Ведь она же ничего не знала ни о гибели подводной лодки, ни о том, как Галим и его товарищи скитались среди пустынных норвежских скал, как потом пробирались они через мрачные финские леса, как пошли с пограничниками на прорыв фронта… Галим необычайно вырос в глазах Муниры. «Милый!.. Вот, оказывается, что ты пережил, через какие испытания прошел. И хоть бы словечком обмолвился! Наоборот, все уверял, что ему не грозит никакая опасность!»

Наутро Шалденко выдали морскую форму. Облачившись в нее, он сразу преобразился. Глядя на этого подтянутого, радостно улыбающегося моряка, никому бы и в голову не пришло, что еще вчера он бродил по госпиталю бледный, унылый, зябко поеживаясь от лихорадочного озноба.

Мунира провожала его.

— Прощайте, будьте здоровы, Шалденко! Желаю вам всякой удачи, — остановилась она на последней ступеньке широкой мраморной лестницы.

— Спасибо, что вылечили, товарищ военврач. Всю жизнь помнить буду, что обязан вам жизнью…

— Если встретите Урманова, напишите… непременно!

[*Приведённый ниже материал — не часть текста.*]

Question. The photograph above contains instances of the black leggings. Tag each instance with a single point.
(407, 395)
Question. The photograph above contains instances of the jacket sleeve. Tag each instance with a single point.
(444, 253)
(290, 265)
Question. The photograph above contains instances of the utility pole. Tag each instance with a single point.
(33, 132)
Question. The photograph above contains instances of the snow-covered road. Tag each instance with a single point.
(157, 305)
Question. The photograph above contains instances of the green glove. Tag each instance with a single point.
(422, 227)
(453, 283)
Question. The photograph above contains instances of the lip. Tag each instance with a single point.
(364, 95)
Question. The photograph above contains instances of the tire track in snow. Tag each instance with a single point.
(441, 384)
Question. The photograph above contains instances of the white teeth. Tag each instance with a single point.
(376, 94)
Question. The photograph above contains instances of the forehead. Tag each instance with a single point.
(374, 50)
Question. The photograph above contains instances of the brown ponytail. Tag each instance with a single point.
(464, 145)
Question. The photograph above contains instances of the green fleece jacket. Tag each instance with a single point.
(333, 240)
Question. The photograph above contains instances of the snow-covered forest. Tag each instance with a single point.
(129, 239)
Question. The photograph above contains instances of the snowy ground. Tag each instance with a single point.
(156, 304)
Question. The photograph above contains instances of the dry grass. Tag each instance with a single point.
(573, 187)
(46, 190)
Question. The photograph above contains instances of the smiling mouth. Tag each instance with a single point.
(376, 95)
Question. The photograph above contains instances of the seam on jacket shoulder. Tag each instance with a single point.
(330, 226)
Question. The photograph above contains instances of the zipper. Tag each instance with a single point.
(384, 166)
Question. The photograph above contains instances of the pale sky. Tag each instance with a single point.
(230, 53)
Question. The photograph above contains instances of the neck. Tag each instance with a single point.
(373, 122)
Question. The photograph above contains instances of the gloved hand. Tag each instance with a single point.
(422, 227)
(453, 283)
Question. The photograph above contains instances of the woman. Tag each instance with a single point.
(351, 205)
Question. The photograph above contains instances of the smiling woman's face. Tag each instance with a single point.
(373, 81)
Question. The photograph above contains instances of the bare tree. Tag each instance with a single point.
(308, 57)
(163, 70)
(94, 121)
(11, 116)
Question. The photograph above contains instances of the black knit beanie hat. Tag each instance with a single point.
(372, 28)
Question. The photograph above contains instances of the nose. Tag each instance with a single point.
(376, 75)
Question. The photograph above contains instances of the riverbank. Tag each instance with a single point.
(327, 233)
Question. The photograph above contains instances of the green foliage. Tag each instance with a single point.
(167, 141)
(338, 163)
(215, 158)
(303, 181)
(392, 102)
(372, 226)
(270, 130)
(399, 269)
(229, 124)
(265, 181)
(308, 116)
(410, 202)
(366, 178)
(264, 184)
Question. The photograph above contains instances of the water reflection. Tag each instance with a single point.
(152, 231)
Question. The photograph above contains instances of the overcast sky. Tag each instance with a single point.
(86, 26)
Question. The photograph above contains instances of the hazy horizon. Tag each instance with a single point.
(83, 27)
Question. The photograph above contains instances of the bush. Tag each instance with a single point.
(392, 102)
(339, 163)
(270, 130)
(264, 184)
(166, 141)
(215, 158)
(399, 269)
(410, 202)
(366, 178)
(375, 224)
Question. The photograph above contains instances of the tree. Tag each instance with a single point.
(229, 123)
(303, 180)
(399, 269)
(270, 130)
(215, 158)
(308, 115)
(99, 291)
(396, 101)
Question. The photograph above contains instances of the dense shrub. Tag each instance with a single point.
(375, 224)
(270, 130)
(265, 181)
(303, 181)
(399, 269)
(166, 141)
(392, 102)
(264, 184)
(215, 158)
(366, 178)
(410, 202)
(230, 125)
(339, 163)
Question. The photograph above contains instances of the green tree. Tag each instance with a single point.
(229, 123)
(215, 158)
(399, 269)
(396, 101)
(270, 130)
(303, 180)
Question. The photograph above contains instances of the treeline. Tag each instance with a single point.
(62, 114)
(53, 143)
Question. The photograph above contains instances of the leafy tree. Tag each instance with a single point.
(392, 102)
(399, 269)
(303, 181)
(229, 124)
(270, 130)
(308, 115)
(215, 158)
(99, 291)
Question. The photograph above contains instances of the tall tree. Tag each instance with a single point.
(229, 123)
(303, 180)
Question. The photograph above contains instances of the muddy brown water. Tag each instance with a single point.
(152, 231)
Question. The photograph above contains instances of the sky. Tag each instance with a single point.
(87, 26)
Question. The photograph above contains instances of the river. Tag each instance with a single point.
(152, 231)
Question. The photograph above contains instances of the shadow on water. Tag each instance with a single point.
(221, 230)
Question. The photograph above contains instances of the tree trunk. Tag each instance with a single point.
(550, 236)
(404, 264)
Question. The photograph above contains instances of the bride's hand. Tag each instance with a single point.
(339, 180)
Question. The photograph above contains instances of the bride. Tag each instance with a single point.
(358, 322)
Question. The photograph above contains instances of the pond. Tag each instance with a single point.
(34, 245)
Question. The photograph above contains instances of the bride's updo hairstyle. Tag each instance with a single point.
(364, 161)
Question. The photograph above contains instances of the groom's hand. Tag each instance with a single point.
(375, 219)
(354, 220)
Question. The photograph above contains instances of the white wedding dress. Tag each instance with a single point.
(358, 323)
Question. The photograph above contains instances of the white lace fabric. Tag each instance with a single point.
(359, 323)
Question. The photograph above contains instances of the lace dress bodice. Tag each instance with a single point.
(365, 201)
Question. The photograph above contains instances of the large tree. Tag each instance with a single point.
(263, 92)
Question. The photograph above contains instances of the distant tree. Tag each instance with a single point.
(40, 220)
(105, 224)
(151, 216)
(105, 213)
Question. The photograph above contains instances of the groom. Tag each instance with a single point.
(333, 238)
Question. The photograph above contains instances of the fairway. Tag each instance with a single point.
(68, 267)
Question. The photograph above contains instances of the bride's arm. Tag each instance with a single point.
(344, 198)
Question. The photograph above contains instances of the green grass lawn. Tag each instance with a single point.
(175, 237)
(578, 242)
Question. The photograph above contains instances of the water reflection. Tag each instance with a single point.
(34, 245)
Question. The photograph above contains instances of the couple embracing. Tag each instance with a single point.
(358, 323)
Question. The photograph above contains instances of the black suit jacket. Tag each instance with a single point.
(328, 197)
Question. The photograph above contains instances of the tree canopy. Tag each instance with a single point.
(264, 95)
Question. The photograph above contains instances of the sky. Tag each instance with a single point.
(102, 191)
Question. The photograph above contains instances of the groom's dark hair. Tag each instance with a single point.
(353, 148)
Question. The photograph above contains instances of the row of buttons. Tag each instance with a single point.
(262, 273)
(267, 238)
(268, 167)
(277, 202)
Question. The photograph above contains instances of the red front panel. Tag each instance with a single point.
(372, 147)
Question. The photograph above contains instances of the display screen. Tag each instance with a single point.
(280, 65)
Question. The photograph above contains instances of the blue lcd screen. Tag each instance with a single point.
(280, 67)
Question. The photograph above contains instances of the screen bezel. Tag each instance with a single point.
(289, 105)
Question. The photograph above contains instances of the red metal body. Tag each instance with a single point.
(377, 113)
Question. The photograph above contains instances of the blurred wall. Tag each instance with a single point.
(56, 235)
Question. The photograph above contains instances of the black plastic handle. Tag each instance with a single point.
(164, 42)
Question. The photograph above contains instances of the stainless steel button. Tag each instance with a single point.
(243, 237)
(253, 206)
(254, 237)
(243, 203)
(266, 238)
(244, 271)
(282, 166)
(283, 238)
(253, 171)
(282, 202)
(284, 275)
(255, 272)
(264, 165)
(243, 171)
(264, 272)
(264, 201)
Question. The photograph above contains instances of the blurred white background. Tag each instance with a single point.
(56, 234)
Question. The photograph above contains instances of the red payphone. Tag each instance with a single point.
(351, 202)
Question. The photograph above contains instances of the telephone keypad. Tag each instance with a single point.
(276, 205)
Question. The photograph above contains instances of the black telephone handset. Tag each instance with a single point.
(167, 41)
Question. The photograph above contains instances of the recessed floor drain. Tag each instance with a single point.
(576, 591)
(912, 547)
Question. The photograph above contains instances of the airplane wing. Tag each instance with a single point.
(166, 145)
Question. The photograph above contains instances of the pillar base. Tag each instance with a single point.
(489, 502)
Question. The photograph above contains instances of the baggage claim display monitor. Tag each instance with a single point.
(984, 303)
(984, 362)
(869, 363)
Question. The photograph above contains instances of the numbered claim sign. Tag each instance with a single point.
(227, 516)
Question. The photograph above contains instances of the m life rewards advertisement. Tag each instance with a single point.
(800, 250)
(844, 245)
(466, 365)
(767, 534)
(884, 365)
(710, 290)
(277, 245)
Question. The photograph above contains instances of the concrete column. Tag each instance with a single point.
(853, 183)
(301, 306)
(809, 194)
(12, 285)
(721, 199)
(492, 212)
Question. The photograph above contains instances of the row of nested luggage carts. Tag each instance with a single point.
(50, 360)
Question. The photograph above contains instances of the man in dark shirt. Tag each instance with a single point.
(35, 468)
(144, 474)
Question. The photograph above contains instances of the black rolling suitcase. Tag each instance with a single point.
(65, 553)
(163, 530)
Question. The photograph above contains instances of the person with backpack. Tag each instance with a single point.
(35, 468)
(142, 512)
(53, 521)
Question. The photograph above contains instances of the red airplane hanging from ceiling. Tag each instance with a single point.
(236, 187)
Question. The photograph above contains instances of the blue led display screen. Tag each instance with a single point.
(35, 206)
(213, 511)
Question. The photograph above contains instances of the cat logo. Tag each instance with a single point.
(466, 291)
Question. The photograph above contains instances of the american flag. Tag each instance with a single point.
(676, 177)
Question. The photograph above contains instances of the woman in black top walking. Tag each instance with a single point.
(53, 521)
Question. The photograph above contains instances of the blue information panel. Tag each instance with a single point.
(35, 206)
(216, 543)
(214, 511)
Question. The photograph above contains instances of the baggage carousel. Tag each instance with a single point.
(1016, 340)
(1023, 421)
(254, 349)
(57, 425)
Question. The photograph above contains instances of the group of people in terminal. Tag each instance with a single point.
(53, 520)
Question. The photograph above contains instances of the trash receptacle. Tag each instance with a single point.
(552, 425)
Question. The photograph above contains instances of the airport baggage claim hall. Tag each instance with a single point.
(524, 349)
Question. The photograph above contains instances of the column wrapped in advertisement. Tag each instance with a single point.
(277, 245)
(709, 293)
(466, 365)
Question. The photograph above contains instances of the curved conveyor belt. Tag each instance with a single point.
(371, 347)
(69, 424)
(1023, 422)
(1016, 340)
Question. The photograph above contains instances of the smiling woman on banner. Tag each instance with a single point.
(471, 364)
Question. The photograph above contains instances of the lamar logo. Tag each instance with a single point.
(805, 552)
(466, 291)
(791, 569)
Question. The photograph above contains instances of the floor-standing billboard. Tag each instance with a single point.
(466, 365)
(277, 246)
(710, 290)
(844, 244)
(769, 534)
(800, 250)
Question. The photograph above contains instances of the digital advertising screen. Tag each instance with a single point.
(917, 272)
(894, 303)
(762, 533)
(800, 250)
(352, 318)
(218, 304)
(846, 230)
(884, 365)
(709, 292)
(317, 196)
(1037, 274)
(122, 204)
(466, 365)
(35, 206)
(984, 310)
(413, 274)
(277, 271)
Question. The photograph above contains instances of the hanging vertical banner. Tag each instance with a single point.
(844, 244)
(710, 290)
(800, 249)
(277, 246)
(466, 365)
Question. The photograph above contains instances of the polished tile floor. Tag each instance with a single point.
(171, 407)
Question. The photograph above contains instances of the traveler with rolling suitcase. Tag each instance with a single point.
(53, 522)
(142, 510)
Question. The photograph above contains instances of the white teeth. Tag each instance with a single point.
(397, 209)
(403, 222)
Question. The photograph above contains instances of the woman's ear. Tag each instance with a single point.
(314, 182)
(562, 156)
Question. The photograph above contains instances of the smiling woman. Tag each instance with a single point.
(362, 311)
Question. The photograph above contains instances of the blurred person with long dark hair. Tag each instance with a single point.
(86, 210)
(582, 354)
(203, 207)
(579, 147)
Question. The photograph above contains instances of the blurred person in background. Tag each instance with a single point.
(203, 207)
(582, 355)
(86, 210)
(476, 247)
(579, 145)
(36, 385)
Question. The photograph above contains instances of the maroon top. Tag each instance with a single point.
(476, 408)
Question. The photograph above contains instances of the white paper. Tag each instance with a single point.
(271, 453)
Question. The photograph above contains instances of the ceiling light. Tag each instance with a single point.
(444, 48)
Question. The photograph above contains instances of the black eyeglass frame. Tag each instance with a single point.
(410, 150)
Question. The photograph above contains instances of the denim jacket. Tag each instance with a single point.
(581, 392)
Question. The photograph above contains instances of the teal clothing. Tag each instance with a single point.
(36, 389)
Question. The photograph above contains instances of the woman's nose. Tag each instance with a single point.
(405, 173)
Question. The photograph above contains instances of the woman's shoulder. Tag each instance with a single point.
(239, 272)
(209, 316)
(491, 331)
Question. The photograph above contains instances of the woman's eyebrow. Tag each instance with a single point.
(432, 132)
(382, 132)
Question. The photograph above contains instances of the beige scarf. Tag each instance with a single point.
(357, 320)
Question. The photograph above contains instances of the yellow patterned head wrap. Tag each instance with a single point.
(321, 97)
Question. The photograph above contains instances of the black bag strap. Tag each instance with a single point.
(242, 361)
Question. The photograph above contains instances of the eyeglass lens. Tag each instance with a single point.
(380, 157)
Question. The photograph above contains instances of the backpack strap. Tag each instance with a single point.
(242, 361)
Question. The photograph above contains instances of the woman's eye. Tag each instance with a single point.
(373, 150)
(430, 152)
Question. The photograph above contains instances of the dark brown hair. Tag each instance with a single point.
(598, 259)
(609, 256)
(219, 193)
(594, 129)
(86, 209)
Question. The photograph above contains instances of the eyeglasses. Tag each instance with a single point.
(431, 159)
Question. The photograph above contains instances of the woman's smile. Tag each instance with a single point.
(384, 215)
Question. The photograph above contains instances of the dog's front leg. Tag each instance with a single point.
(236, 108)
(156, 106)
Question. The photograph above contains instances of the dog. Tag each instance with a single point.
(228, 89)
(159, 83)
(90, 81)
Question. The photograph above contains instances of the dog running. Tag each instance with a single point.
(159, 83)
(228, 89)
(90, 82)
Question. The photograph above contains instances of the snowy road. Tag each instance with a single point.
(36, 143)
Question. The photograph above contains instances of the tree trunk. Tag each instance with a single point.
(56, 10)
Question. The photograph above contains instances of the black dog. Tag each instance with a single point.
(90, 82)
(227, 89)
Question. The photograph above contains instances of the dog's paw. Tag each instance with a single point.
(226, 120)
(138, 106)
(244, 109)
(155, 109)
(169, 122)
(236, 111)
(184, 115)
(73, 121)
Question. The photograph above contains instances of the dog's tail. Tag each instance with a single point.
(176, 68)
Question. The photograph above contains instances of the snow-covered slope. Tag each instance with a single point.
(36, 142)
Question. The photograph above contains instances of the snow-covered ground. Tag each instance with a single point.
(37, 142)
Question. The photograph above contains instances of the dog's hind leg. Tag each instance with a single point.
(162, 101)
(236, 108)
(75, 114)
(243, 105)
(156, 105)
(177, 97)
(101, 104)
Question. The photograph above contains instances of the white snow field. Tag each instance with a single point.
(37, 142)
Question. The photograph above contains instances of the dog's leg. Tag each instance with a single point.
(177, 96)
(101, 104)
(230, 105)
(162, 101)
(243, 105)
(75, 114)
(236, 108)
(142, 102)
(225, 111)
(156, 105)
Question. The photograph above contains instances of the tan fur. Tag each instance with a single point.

Шалденко лихо козырнул и распахнул стеклянную дверь. Мунира, прислонясь к перилам, долго смотрела ему вслед.

4

Галим уже знал, что их бригада перебрасывается на Волховский фронт. Капитан Сидоров остался в Волхове — встречать батальоны, которые скоро должны были прибыть сюда, а полковник направился дальше, в штаб той армии, куда вливали бригаду. Урманова он взял с собой.

Вернувшись из штаба, комбриг спросил его:

— Полетишь со мной в Ленинград?

Да, полковник именно не приказал, а спросил. В Ленинград! Да разве может Галим отказаться?.. Но вдруг карие глаза его блеснули смятением, пресеклось дыхание. Уж не выдал ли он чем-нибудь свою мечту, не подшучивает ли над ним полковник? Нет, Ильдарский был серьезен. Серьезен и озабочен.

Немногословный полковник, по своему обыкновению, не сказал, зачем летит в Ленинград. Да и какое это могло иметь сейчас значение для Галима?

Когда они приехали на аэродром, самолет уже ждал их. Урманов впервые поднимался в воздух. От гула моторов заложило уши. Машина покатилась по летной дорожке, и в ту же минуту самолет оторвался от земли и взмыл в воздух. Но очень скоро Галим освоился с чувством высоты, более того, оно пьянило его гордым сознанием могущества человеческой мысли. Ему захотелось смеяться, петь, распахнуть этому воздушному океану объятия. Он совершенно забыл о возможности вражеского нападения. С жадным любопытством рассматривал он совершенно по-новому представшую ему землю. Сплошные черные квадраты лесов перемежались там с такими же сплошными светлыми полянами. Иногда было видно, как по дороге, тянувшейся еле заметной лыжней, со скоростью муравья ползли автомашины, величиною поменьше спичечной коробки. Вот под крыльями самолета поплыло сплошное, без единого пятнышка, снежное море. «Над Ладогой летим», — сообразил Галим и до боли в глазах старался разглядеть на нем знаменитую «дорогу жизни», но так ничего и не увидел. Вот из синей мглы стали вырисовываться шпили зданий, заводские трубы, а спустя несколько минут взгляду открылась величественная панорама города. «Неужели мы уже над Ленинградом?» Не успел Урманов утвердиться в своей мысли, как самолет, не делая обычного круга над аэродромом, пошел на посадку.

Выйдя из самолета, комбриг обнажил голову и постоял минуту в глубокой сосредоточенности. Урманов вспомнил, что Ильдарскому должен быть особенно дорог этот героический город — ведь он гордился его стойкостью не только как советский гражданин, но и как депутат, которого ленинградцы почтили своим доверием.